I Is the Hamiltonian always the total energy?

There's a few different situations in which the Hamiltonian isn't the total energy. Some are reasonable, others are gnarly. The simplest examples of Hamiltonians that aren't the total energy arise in optics where it makes more sense to use a Hamiltonian derived from Fermat's principle treating optical path length as the action. The Hamiltonian is obtained by taking the Legendre transform of the Lagrangian (which is just the rate at which the optical path length grows). I'd recommend you check out Wikipedia's page on Hamiltonian optics for more details.

The messier cases of Hamiltonians that aren't total energies arise when you invoke a non-holonomic constraint when you define the momentum and Hamiltonian. The most famous example of this is the classical Hamiltonian for a particle moving in an arbitrary magnetic field. The canonical momentum isn't the kinetic momentum of the particle, instead it's P = mv + qA where A is the magnetic vector potential at that point.
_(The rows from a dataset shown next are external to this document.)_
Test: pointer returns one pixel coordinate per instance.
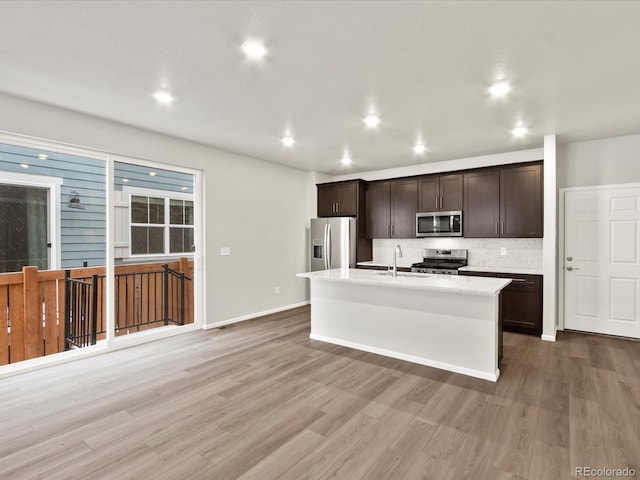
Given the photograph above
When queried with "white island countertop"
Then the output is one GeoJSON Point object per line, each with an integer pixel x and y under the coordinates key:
{"type": "Point", "coordinates": [505, 270]}
{"type": "Point", "coordinates": [416, 281]}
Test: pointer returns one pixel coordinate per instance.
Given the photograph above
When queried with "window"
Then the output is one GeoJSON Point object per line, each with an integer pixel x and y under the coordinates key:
{"type": "Point", "coordinates": [161, 225]}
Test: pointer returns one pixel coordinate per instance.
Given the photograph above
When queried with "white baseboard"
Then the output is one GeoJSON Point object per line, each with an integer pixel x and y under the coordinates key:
{"type": "Point", "coordinates": [255, 315]}
{"type": "Point", "coordinates": [493, 377]}
{"type": "Point", "coordinates": [550, 338]}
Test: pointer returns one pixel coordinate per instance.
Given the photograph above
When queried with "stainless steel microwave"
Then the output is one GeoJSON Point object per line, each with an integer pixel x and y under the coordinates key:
{"type": "Point", "coordinates": [439, 224]}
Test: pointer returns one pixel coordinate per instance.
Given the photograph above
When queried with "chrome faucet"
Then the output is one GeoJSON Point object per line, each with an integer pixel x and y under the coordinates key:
{"type": "Point", "coordinates": [396, 249]}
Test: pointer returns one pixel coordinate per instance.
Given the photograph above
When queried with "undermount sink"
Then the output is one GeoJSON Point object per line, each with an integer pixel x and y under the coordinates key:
{"type": "Point", "coordinates": [405, 274]}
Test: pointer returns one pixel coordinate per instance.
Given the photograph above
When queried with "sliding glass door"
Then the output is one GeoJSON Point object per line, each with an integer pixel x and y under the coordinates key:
{"type": "Point", "coordinates": [24, 227]}
{"type": "Point", "coordinates": [154, 248]}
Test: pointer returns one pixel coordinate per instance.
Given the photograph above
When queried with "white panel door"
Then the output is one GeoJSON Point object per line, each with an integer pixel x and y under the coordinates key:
{"type": "Point", "coordinates": [602, 261]}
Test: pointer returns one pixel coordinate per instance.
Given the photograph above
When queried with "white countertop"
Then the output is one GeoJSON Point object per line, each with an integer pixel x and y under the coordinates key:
{"type": "Point", "coordinates": [446, 283]}
{"type": "Point", "coordinates": [401, 263]}
{"type": "Point", "coordinates": [514, 270]}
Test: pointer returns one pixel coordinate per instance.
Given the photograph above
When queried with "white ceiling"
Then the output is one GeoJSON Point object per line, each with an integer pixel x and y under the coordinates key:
{"type": "Point", "coordinates": [423, 66]}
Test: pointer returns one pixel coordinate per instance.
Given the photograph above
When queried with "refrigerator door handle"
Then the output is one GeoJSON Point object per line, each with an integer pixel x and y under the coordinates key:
{"type": "Point", "coordinates": [324, 247]}
{"type": "Point", "coordinates": [329, 235]}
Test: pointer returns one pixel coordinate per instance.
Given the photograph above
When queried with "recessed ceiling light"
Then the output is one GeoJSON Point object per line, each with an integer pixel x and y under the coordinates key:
{"type": "Point", "coordinates": [371, 120]}
{"type": "Point", "coordinates": [254, 49]}
{"type": "Point", "coordinates": [519, 131]}
{"type": "Point", "coordinates": [163, 96]}
{"type": "Point", "coordinates": [499, 89]}
{"type": "Point", "coordinates": [288, 141]}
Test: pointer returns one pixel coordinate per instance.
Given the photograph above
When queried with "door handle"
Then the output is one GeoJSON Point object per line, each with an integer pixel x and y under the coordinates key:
{"type": "Point", "coordinates": [329, 244]}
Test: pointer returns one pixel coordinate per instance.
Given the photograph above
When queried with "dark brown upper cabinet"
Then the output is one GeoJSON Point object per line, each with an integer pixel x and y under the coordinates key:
{"type": "Point", "coordinates": [521, 201]}
{"type": "Point", "coordinates": [481, 214]}
{"type": "Point", "coordinates": [391, 208]}
{"type": "Point", "coordinates": [440, 193]}
{"type": "Point", "coordinates": [338, 199]}
{"type": "Point", "coordinates": [505, 202]}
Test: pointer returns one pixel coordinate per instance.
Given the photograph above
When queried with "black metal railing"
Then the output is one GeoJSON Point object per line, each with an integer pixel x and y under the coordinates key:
{"type": "Point", "coordinates": [81, 307]}
{"type": "Point", "coordinates": [142, 299]}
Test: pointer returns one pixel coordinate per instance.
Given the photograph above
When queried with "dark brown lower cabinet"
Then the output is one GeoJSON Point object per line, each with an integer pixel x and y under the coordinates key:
{"type": "Point", "coordinates": [521, 302]}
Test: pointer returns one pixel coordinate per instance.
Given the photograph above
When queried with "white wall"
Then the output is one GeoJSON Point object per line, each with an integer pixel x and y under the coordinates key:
{"type": "Point", "coordinates": [257, 208]}
{"type": "Point", "coordinates": [599, 162]}
{"type": "Point", "coordinates": [520, 156]}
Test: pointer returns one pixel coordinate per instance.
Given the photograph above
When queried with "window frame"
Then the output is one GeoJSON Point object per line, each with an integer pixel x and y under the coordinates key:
{"type": "Point", "coordinates": [167, 196]}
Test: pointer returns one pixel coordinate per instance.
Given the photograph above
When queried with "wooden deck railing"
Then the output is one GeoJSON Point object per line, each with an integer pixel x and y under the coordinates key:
{"type": "Point", "coordinates": [32, 306]}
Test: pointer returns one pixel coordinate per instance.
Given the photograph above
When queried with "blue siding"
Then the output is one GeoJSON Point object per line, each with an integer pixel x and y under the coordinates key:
{"type": "Point", "coordinates": [83, 231]}
{"type": "Point", "coordinates": [84, 175]}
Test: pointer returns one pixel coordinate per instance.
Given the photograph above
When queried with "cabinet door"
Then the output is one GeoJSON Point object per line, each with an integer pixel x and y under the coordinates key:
{"type": "Point", "coordinates": [428, 193]}
{"type": "Point", "coordinates": [522, 304]}
{"type": "Point", "coordinates": [378, 201]}
{"type": "Point", "coordinates": [451, 192]}
{"type": "Point", "coordinates": [481, 214]}
{"type": "Point", "coordinates": [327, 200]}
{"type": "Point", "coordinates": [347, 199]}
{"type": "Point", "coordinates": [404, 196]}
{"type": "Point", "coordinates": [521, 201]}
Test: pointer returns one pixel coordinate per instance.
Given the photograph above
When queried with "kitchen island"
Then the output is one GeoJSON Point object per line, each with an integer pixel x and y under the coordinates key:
{"type": "Point", "coordinates": [447, 322]}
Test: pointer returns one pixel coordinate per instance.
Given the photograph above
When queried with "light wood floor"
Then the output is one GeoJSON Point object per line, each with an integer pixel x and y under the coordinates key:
{"type": "Point", "coordinates": [259, 400]}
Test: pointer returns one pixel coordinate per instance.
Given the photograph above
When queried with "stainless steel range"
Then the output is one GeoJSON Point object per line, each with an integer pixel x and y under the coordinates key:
{"type": "Point", "coordinates": [440, 261]}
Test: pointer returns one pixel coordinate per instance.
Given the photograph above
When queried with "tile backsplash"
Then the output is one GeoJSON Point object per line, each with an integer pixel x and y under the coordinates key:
{"type": "Point", "coordinates": [520, 252]}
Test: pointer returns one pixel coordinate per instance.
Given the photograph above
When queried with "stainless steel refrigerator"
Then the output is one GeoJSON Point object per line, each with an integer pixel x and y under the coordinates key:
{"type": "Point", "coordinates": [333, 243]}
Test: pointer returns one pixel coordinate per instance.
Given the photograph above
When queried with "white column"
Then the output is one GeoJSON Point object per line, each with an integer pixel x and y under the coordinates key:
{"type": "Point", "coordinates": [550, 241]}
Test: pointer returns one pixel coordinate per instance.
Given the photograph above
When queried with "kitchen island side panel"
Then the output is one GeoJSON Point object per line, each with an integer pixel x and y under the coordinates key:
{"type": "Point", "coordinates": [452, 331]}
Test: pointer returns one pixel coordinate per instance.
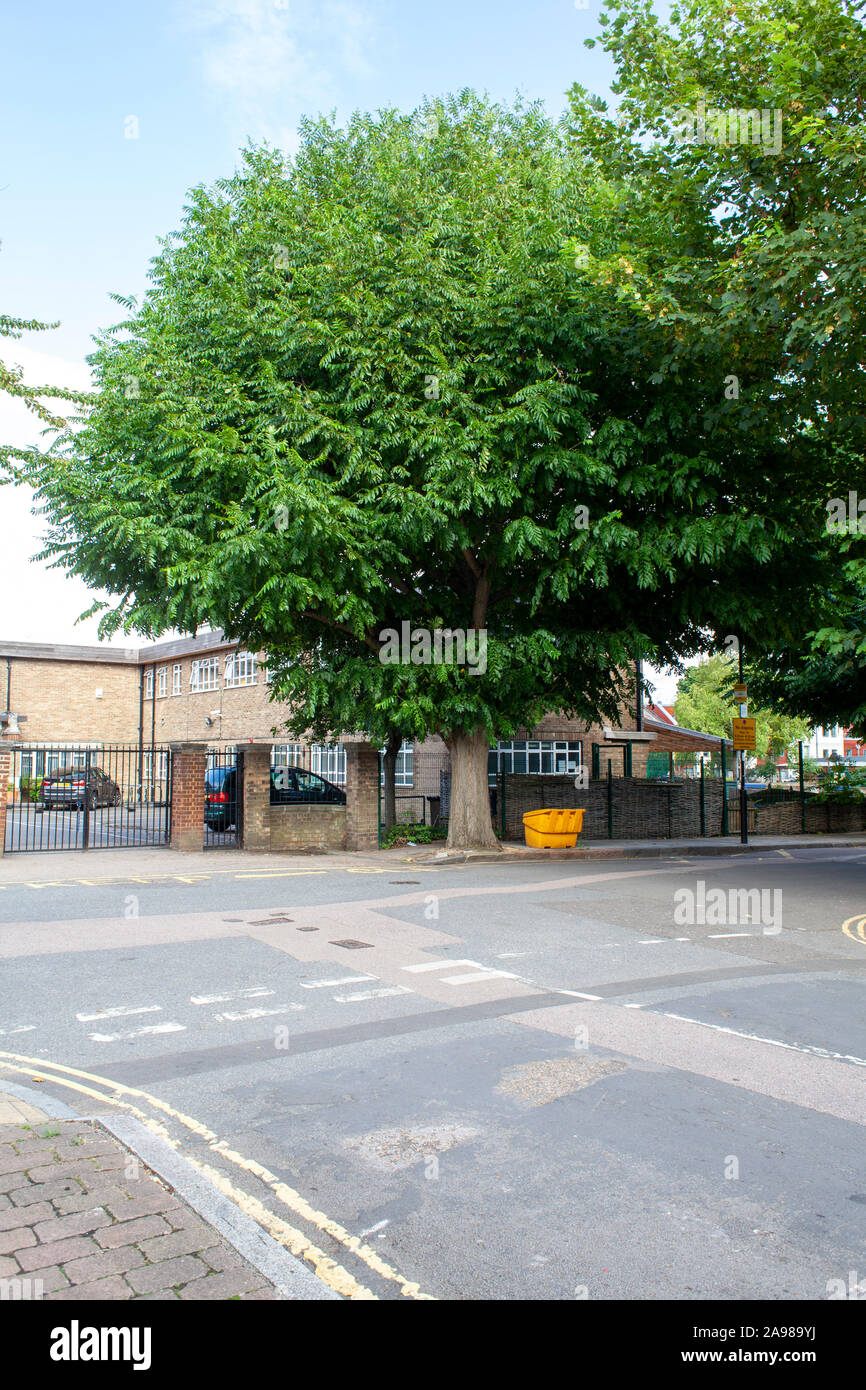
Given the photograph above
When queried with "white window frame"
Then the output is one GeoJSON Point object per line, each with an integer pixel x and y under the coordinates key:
{"type": "Point", "coordinates": [205, 674]}
{"type": "Point", "coordinates": [330, 762]}
{"type": "Point", "coordinates": [403, 774]}
{"type": "Point", "coordinates": [563, 756]}
{"type": "Point", "coordinates": [241, 669]}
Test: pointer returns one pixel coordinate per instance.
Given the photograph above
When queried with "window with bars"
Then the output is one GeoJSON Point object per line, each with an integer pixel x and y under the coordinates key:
{"type": "Point", "coordinates": [405, 769]}
{"type": "Point", "coordinates": [241, 669]}
{"type": "Point", "coordinates": [534, 755]}
{"type": "Point", "coordinates": [205, 674]}
{"type": "Point", "coordinates": [287, 755]}
{"type": "Point", "coordinates": [328, 761]}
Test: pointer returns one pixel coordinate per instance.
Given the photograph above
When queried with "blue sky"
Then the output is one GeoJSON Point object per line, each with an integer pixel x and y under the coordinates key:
{"type": "Point", "coordinates": [114, 111]}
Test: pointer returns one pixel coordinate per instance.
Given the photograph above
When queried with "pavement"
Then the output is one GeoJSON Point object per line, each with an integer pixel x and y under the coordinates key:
{"type": "Point", "coordinates": [508, 1079]}
{"type": "Point", "coordinates": [84, 1218]}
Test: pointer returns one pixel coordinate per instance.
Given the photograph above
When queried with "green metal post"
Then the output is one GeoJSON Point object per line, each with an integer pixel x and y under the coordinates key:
{"type": "Point", "coordinates": [702, 802]}
{"type": "Point", "coordinates": [609, 799]}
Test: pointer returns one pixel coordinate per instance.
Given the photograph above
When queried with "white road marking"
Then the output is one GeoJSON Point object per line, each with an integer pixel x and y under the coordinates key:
{"type": "Point", "coordinates": [480, 972]}
{"type": "Point", "coordinates": [756, 1037]}
{"type": "Point", "coordinates": [477, 976]}
{"type": "Point", "coordinates": [437, 965]}
{"type": "Point", "coordinates": [256, 991]}
{"type": "Point", "coordinates": [328, 984]}
{"type": "Point", "coordinates": [136, 1033]}
{"type": "Point", "coordinates": [117, 1014]}
{"type": "Point", "coordinates": [371, 1230]}
{"type": "Point", "coordinates": [373, 994]}
{"type": "Point", "coordinates": [256, 1014]}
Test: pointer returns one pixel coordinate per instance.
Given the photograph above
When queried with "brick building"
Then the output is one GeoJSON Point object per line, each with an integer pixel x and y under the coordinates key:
{"type": "Point", "coordinates": [205, 690]}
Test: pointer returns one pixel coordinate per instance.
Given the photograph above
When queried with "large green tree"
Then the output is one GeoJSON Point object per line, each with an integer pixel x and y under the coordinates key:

Additionally, the potential term involves a velocity-dependent integral, so you end up with a "kinetic energy" that depends on space and a "potential energy" that depends on the path taken and its velocity.

## H = \frac{1}{2m} (m \vec{v} + q \vec{A})^{2} + q \Phi - \int \nabla (q\vec{v} \cdot \vec{A}) \cdot d\vec{r} ##

I may have messed up the last term. Point is that it's velocity-dependent and depends on the A-field, which has gauge freedoms that make this Hamiltonian somewhat non-physical. But, physical or not, Hamiltonians have a very important role in calculations. The point of a Hamiltonian isn't to tell us about energy, the point is that a Hamiltonian is a function you can stick into a Poisson bracket to generate equations of motion for any function of the canonical coordinates. It's a single function that tells you how the whole system moves. So long as it meets that criterion, you can use whatever Hamiltonian you want.